A D.P. y E.R.
Es cierto. Usted se ha ido al otro extremo
de esa cuerda sin límites que es la resurrección.
Pero no importa, seguimos esperándolo.
Palomas y poemas en mano
en la costa de Banes o en la Bahía de Corinto,
donde un extraño parque desvencijado lo recuerda
olvidado mil veces por la mano del Padre.
No hay dudas. Es la Nada la única respuesta
para su largo exilio,
moviendo los pies como un titiritero
que invierte los papeles en el circo del alma;
porque qué puede ser la lejanía sino una marioneta
fuera de todo cálculo
de los ordenadores que detienen la noche sin el olor del mar.
Qué puede ser la lejanía, ese trivial concepto.
Ah, si al menos lo hubiera conocido, si aquellos versos
que le envié con los delfines, un día de noviembre,
usted los hubiera leído, antes de marcharse a dormir
con los pequeños,
qué fortuna la mía, que goce para un desconocido
en la provincia que dibujan los hombres con los ojos vendados.

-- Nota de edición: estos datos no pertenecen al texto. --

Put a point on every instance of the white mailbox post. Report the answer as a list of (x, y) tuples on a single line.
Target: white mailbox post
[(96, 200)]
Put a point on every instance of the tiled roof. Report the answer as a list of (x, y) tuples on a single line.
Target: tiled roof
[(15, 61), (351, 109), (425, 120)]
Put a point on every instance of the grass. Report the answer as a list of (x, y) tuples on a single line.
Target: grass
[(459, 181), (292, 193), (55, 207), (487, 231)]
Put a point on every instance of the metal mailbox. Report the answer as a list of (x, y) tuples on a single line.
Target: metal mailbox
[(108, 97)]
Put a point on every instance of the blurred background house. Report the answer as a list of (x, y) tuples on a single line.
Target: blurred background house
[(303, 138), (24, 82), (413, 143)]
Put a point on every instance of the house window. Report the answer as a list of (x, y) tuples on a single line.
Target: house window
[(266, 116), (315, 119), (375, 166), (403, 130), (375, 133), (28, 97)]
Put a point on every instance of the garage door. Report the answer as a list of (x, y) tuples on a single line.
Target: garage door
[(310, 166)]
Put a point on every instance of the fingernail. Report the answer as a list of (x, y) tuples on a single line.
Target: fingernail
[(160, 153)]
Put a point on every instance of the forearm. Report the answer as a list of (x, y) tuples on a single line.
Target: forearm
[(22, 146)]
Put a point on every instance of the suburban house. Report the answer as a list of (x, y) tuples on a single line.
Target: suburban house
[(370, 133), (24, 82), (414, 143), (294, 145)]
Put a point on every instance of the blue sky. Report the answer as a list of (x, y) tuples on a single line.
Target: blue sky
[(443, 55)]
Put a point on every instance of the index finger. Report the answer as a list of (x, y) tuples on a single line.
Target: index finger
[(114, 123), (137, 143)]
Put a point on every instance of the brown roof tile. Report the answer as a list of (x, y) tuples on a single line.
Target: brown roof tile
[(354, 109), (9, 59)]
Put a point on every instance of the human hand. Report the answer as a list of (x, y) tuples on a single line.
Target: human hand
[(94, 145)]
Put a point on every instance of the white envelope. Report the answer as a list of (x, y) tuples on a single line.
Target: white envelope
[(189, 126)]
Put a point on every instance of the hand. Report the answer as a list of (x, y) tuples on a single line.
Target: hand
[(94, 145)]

Pero jamás llegó su carta,
jamás escuché la voz temblorosa de mi madre decirme:
«es de Madrid,
debe traer noticias de la crisis de Europa.»
Su carta, definitivamente, no llegó
y en su lugar respiré hondo en la isla invisible.
Ahora qué suerte poder decir su nombre,
escuchar esta música que regresa de lugares remotos
con la victoriosa certeza de sus palabras
y aquella voz tan suya repitiendo incansable: «Yo te amo,
ciudad».
Qué suerte poder decir su nombre,
escribir que usted era el último de los iluminados,
sin que nadie me mire de reojo
al final de este siglo de infinito rencor.
Usted tenía razón: «silbar en la oscuridad para vencer el miedo
es lo que nos queda»
y silbar es muy fácil sobre un alto sepulcro
si las sirenas no llaman al viajero con la misma pujanza.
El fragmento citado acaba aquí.